Furthermore, HB 1193 requires each board to adopt a complaint process, investigative procedures and other policies and procedures for appropriately investigating alleged violations of the act. Any employee, faculty member, staff member, contractor or student may file a complaint within 30 days of a violation. Depending on the outcome of the board's investigation, certain aggrieved parties may also seek judicial review. Complainants are limited to any enrolled students, faculty members, employees, staff members, or contractors at an institution, college or public school, or any parent, guardian or next friend thereof. Finally, beginning in 2026, each board is required to report to the Legislature an annual report summarizing all formal complaints and the dispositions of those investigations by October 30 of each year, following reported violations at each individual school, college or institution.

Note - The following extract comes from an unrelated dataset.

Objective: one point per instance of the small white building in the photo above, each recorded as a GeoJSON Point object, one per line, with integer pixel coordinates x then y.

VETERANS AND MILITARY AFFAIRS

SB 2052. Effective 7/1/25. Signed 3/12/25.

SB 2052 authorizes license tags for disabled veterans to be labeled as "100% Disabled Veteran" or "Disabled Veteran." A legal resident of the State of Mississippi who is rated as having 100% permanent service-connected disability by the Veteran's Administration or United States Department of Veterans Affairs is privileged for the tag, purchased under this section, to have the label "100% Disabled Veteran" or "Disabled Veteran" listed on the tag.

SB 2434. Effective on passage. Signed 3/6/25.

SB 2434 authorizes counties and municipalities to enter into intergovernmental support agreements with military branches. A local government unit, including municipalities and county boards of supervisors, may enter into intergovernmental support agreements with a branch of the Armed Forces of the United States under the National Defense Authorization Act, 10 USC § 2679, to provide installation support services to a military installation located in this state.

HB 1268. Effective 7/1/25. Signed 3/28/25.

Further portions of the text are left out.